- Court: Supreme Court of Canada
- Citation: [1992] 3 SCR 762

Keywords
- Enrichment

= Peel (Regional Municipality of) v Canada =

Supreme Court of Canada case

Peel (Regional Municipality of) v Canada [1992] 3 SCR 762 is a Canadian unjust enrichment law case, concerning the nature of an enrichment.

==Facts==
The Juvenile Delinquents Act 1970 allowed courts to order municipalities to pay for delinquent children's accommodation in foster homes or with charities. The Regional Municipality of Peel was ordered to pay for a number of children to be placed with non-state bodies, but it protested that the orders were based on ultra vires secondary legislation and were void. It won this case, and then sought restitution from the provincial and federal governments, arguing it had discharged their liabilities.

==Judgment==
The Supreme Court of Canada dismissed the restitutionary claim because it had not been shown that the provincial or federal governments had been incontrovertibly benefited by the payments. No legal liability had been discharged and there had not been any inevitable or likely expense saved.

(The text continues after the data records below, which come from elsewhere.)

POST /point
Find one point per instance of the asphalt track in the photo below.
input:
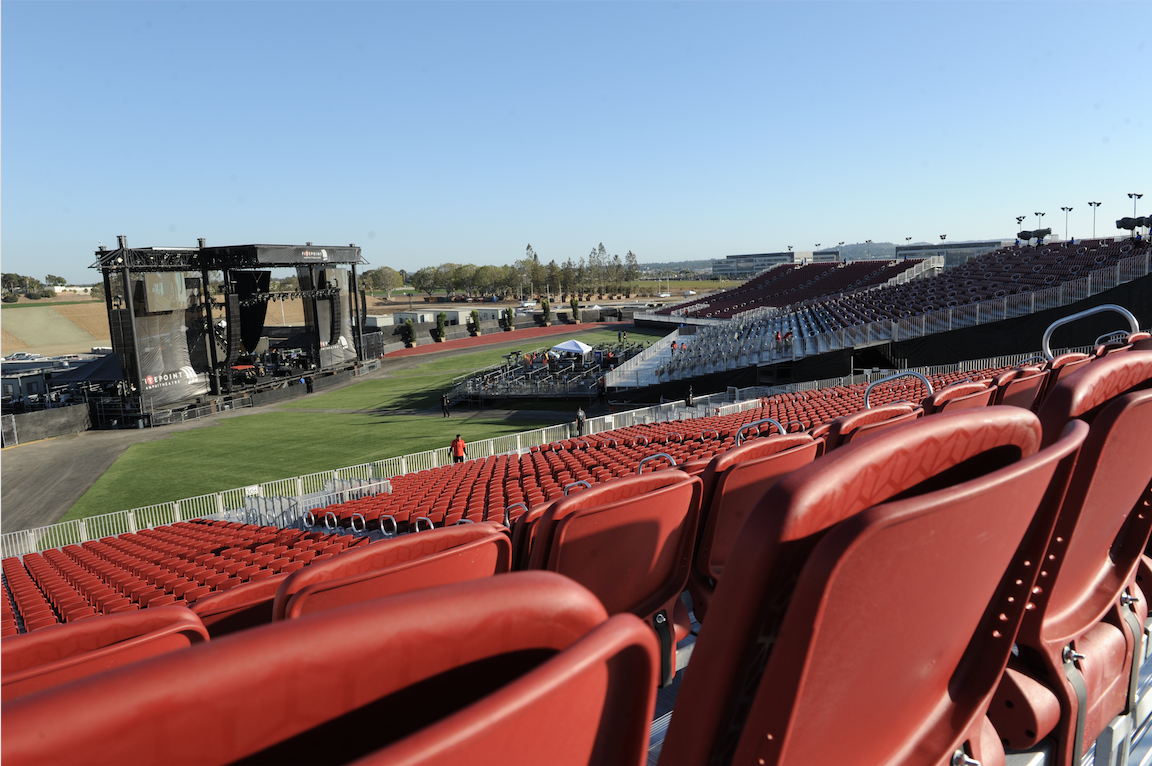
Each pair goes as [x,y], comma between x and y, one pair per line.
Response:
[40,480]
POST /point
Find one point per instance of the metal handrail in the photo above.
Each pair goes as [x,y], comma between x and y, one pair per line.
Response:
[740,432]
[1112,338]
[639,468]
[1045,343]
[576,484]
[909,373]
[508,512]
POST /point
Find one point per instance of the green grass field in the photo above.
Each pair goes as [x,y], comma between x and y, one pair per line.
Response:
[315,433]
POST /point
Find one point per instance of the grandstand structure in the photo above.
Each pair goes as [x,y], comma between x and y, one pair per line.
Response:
[946,566]
[1010,282]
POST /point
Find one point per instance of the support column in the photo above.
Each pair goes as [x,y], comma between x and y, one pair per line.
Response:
[210,336]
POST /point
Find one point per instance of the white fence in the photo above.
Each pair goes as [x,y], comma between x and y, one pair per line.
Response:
[283,502]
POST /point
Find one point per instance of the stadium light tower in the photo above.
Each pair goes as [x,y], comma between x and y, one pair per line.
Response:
[1094,205]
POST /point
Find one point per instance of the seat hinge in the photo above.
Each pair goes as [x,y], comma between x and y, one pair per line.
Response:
[664,630]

McLachlin J gave the leading judgment, holding the benefit received by the government (even if the law should be extended to that) was not incontrovertible.

[Can the concept of benefit...] ‘encompass payments which fall short of discharging the defendant’s legal liability? We have been referred to no cases in Canada or the commonwealth where a ‘negative’ benefit has been found in absence of an underlying legal liability on the defendant...

[An incontrovertible benefit is...] a benefit which is demonstrably apparent and not subject to debate and conjecture. Where the benefit is not clear and manifest, it would be wrong to make the defendant pay, since he or she might well have preferred to decline the benefit if given the choice...

[So relief should be...] limited to situations where it is clear on the facts (on the balance of probabilities) that had the plaintiff not paid, the defendant would have done so. Otherwise, the benefit is not incontrovertible.

La Forest J, Sopinka J, Gonthier J and Cory J concurred.

Lamer CJC gave a short concurring judgment.